Jihan , Rendy dan Bu Diana bercengkrama beberapa saat. Hingga tak terasa sudah satu jam lebih mereka asyik mengobrol. Membicarakan tentang Pratama Foods Group, orang tua Jihan, hingga kuliah Jihan. Tak lupa Bu Diana juga menanyakan asal usul Rendy yang ternyata Bu Diana cukup kenal dekat dengan Almarhum ayah Rendy. Hingga akhirnya Jihan dan Rendy berpamitan harus segera kembali ke Jakarta karena nanti malam Rendy harus membuat laporan yang tidak bisa di kerjakan oleh bawahannya.

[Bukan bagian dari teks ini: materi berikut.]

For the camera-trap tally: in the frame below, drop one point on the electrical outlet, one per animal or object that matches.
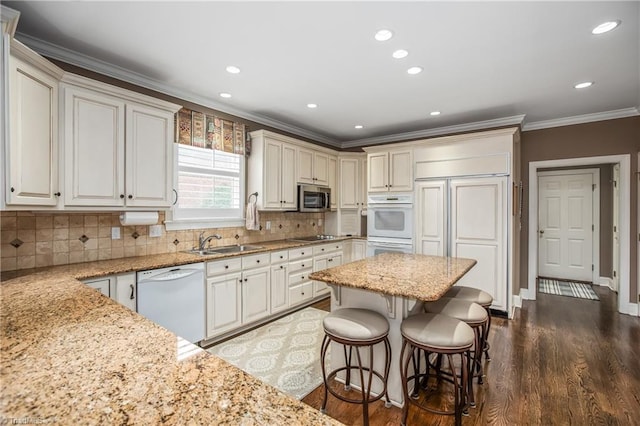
(155, 231)
(115, 233)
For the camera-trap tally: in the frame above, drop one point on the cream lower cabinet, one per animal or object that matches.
(32, 148)
(118, 147)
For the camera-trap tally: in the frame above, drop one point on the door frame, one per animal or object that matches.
(624, 306)
(595, 214)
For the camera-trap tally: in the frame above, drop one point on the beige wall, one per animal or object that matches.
(611, 137)
(54, 238)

“Hati-hati di jalan ya kalian berdua. Hari ini Saya sangat bahagia sekali bisa bertemu dengan kalian berdua. Jangan lupa titip salam saya untuk Mamah mu ya Jihan. Dan semoga Papah mu segera kembali sadar. Dan kamu Rendy tetap semangat, dulu Ayahmu adalah orang yang pantang dengan kata menyerah. Kamu harus lebih baik dari Ayahmu.” Nasehat Bu Diana sebelum mereka berpisah.
“Terimakasih banyak Tante. Kami pergi dulu lain kali kalau ada kesempatan kami pasti main lagi ke Bandung apalagi Jihan udah jatuh cinta banget sama makanan khas Bandung. He he he.’’ Ucap Jihan. Kemudian mereka bersalaman dan Jihan dengan Bu Diana saling berpelukan hangat. Seperti masih kurang saja waktu untuk mereka mengobrol.
“Ok. Lets go to Jakarta.’’ Ucap Rendy sesampainya mereka di mobil. Jihan tidak menanggapi perkataan Rendy. Ia malah merenung
“Woi. Jangan suka ngelamun nanti ketempelan baru tahu rasa. Jangan lupa seat belt nya. Masa aku lagi yang makein.’’ Ucap Rendy.
“Iya-iya. Siapa juga yang ngelamun. Aku masih terharu aja sama pertemuan Bu Diana. Aku sama sekali nggak nyangka kalau Dia itu temen orang tua ku. Aku kira hanya karyawan biasa. Namun, lebih dari sekedar karyawan.’’ Papar Jihan dengan sedikit senyuman yang menghiasai wajah cantiknya. “Ok. Come on. Jakarta im coming again.’’ Ucap Jihan bersemangat.
Drrtt
Drrtt
Drrtt
Baru saja Rendy menginjakkan pedal gas ada yang menelpon.
“Ya halo. Kenapa Ben? Iya-iya ini aku udah di mobil langsung menuju ke kantor.’’ Ucap Rendy yang ternyata Beni yang menghubunginya memastikan hari ini Rendy dan Jihan kembali ke kantor.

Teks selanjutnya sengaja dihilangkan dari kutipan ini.